After serving nearly 15 years in both the State Assembly and Senate, I’ve learned one thing that really upsets people is the quick passage of legislation which directly affects them, but which they were not aware of and did not have the opportunity to comment on.
The following day, as protests spread statewide, public employees agreed to the fiscal concessions which Gov. Walker claimed were necessary to both correct the current budget shortfall and eliminate the $3.6 billion deficit which is projected over the coming two years. Having won an agreement by public workers to pay more toward their pensions and health insurance, Gov. Walker was asked to compromise on eliminating the worker’s rights to organize and bargain collectively. He refused to discuss the matter, and so it became quite clear that the issue was no longer just balancing the state budget, but rather eliminating worker’s rights.
Over the next few days, repeated attempts were made to seek a meeting with the Governor. All such requests were denied. The 14 Democratic Senators stayed away and began attempts to talk with Senate Republicans about some middle ground. Those attempts continue.
The basic right of public workers in Wisconsin to organize and bargain has been a part of Wisconsin law for many decades. The law has been changed many times to adjust for economic conditions, but every single Governor in the past 50 years, both Republican and Democrat, has worked with the legislature to make those changes while protecting the fundamental right of workers to bargain collectively.
Many have said the Senators who walked out behaved childishly and are not doing the job they were paid to do.
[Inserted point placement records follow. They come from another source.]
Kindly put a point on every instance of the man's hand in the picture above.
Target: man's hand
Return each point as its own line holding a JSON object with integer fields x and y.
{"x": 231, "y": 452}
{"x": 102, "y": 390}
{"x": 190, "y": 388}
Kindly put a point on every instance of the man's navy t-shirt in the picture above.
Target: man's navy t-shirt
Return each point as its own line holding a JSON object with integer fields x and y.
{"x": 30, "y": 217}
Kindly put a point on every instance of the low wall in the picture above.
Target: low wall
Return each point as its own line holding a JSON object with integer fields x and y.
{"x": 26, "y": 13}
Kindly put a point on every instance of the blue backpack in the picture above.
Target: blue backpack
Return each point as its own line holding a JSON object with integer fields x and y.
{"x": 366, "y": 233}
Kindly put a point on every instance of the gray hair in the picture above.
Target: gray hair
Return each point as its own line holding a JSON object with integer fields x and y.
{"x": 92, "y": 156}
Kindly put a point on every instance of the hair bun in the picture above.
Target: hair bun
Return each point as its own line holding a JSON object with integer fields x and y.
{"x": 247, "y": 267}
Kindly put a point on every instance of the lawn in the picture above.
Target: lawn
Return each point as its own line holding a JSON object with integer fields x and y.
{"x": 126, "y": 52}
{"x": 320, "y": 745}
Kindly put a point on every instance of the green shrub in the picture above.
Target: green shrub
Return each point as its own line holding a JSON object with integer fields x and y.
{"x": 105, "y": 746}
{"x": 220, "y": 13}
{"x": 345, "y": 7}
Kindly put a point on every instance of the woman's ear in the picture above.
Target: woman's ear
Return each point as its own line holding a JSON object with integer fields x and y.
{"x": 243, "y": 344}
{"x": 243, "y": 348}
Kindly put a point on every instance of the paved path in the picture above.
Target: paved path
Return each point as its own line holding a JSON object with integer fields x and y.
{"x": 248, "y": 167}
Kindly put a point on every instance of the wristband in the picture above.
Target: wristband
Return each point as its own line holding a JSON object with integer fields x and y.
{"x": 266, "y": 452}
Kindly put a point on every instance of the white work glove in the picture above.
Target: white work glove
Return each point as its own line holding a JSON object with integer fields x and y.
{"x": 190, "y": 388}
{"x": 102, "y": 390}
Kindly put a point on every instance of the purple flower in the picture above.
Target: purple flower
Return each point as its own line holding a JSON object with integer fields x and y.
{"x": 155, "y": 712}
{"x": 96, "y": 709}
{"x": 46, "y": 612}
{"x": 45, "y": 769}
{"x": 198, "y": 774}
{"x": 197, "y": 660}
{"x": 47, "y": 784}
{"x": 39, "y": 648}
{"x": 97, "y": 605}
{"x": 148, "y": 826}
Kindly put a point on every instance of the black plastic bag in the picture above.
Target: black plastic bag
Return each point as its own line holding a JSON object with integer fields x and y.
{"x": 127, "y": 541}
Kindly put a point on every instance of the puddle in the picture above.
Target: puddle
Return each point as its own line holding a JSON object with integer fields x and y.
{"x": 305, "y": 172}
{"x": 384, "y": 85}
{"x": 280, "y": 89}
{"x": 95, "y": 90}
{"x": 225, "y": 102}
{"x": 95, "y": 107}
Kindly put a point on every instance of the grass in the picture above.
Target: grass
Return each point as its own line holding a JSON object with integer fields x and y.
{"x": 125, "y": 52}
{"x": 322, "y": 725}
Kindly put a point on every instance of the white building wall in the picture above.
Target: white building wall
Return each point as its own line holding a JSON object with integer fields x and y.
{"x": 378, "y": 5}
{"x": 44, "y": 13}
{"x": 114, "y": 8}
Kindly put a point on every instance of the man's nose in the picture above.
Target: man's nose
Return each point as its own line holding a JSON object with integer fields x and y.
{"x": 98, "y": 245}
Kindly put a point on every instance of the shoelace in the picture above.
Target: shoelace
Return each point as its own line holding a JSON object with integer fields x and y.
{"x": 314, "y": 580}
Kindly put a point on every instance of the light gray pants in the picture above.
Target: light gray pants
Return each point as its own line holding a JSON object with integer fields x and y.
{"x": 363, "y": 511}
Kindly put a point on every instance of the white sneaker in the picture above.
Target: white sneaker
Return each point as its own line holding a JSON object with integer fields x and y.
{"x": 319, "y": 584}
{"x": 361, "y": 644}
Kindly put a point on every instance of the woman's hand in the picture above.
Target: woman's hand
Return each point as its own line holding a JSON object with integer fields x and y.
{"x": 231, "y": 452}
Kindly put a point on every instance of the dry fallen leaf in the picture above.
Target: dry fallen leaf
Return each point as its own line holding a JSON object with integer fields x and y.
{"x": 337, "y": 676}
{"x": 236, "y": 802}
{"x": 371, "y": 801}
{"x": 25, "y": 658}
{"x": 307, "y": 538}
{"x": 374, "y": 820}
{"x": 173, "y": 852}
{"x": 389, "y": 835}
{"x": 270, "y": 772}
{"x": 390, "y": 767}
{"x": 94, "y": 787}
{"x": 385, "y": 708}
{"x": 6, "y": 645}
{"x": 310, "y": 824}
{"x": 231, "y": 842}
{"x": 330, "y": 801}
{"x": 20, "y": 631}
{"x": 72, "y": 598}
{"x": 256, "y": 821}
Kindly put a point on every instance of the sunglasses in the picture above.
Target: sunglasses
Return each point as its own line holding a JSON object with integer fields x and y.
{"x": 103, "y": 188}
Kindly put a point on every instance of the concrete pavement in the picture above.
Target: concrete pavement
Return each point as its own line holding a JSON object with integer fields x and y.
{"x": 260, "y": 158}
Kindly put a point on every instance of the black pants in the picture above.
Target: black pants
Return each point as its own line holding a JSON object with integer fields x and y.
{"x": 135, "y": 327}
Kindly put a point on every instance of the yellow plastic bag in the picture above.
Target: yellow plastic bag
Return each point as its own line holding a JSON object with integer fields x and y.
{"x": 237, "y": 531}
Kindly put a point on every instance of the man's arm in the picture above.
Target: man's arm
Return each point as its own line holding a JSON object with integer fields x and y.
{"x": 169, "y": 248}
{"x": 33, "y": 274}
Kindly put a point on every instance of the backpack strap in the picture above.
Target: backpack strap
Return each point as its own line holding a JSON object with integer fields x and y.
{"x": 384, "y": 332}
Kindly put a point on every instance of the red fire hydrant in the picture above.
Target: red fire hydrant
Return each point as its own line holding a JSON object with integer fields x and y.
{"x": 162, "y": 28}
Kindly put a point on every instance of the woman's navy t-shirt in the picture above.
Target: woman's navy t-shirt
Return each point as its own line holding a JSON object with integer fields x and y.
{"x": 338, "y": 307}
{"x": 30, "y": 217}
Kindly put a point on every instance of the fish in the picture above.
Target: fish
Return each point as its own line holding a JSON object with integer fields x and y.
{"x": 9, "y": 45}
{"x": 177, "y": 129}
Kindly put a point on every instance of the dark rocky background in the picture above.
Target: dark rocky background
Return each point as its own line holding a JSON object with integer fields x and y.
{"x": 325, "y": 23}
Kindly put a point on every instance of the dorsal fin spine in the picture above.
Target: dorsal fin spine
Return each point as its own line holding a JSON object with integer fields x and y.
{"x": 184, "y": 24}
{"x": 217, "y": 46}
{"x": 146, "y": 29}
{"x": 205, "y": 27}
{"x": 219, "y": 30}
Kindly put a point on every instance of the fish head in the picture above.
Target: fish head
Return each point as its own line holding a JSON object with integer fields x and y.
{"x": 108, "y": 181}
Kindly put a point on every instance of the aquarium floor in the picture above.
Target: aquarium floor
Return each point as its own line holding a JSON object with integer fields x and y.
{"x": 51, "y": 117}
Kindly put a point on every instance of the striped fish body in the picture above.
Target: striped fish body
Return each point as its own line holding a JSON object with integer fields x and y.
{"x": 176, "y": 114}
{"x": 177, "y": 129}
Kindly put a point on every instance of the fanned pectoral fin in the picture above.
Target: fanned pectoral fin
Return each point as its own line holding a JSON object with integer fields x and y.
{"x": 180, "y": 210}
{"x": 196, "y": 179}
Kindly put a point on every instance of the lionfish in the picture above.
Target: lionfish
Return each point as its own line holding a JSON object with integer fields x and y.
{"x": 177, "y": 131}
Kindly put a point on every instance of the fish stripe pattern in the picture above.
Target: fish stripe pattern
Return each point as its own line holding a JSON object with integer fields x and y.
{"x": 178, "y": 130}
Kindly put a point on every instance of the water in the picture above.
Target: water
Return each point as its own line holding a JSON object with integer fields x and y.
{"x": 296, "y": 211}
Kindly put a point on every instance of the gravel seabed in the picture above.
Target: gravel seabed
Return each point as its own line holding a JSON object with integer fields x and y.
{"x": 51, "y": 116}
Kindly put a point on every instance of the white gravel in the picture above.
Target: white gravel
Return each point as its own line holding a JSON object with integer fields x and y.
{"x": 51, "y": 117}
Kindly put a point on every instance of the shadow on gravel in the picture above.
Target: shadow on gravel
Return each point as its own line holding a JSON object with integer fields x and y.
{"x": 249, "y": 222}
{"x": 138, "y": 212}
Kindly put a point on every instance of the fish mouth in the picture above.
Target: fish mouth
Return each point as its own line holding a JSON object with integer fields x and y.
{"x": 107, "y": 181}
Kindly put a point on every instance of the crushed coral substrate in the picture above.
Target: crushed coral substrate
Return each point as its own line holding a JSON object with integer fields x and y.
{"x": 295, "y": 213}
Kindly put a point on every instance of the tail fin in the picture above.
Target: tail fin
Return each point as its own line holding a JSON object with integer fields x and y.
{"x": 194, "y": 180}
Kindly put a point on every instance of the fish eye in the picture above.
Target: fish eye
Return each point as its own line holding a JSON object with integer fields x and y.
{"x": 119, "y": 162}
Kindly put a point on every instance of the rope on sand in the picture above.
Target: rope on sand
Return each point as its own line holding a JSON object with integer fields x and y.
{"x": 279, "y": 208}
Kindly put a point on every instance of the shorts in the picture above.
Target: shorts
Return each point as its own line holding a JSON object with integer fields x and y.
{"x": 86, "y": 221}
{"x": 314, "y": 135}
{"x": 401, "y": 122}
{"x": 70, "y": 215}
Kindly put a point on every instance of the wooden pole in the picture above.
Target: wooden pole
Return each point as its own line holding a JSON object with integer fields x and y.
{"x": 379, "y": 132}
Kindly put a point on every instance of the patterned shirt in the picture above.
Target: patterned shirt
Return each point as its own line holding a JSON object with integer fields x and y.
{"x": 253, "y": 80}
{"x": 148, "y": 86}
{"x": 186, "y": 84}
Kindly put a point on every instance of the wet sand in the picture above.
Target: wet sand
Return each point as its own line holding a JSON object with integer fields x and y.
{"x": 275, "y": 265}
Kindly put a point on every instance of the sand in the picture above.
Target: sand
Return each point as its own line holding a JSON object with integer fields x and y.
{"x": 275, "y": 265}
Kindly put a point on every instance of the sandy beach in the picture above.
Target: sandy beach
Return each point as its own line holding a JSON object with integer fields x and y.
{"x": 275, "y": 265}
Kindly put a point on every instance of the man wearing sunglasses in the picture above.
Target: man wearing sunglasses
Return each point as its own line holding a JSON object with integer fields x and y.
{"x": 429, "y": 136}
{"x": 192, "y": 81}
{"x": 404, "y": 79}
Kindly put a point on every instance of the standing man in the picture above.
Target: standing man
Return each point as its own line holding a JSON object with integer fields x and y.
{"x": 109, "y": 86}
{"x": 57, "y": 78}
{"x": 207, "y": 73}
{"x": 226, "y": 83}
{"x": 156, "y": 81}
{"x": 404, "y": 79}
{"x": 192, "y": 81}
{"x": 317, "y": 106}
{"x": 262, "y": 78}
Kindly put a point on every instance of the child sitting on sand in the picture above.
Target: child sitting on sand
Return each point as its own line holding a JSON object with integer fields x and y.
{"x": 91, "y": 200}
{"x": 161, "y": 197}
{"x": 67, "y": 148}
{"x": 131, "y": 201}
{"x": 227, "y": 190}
However, it is always the job of the minority to make sure that the legislature takes sufficient time to consider the consequences of legislation, and that people’s rights are respected and protected. In this case, leaving the Capitol was the only way to buy enough time for the proper consideration of legislation which would eliminate the rights of public workers.
While we have been gone, a great deal more has been learned about the consequences of SB 11, yet no essential state business has been neglected. Wisconsin government is working, no one has been laid off and no fiscal harm has come to the state.
In the 12 days that I and my colleagues have been away, we work long days in meetings, on the phone and by e-mail with constituents. Most important, we continue to seek compromise and middle ground with the Governor and Republican State Senators on the matter of worker’s rights. We believe there is a compromise which both requires sufficient financial sacrifices by public workers to balance the budget, yet still preserves the fundamental right of those workers to organize and bargain collectively. We remain hopeful that such a compromise is not far off.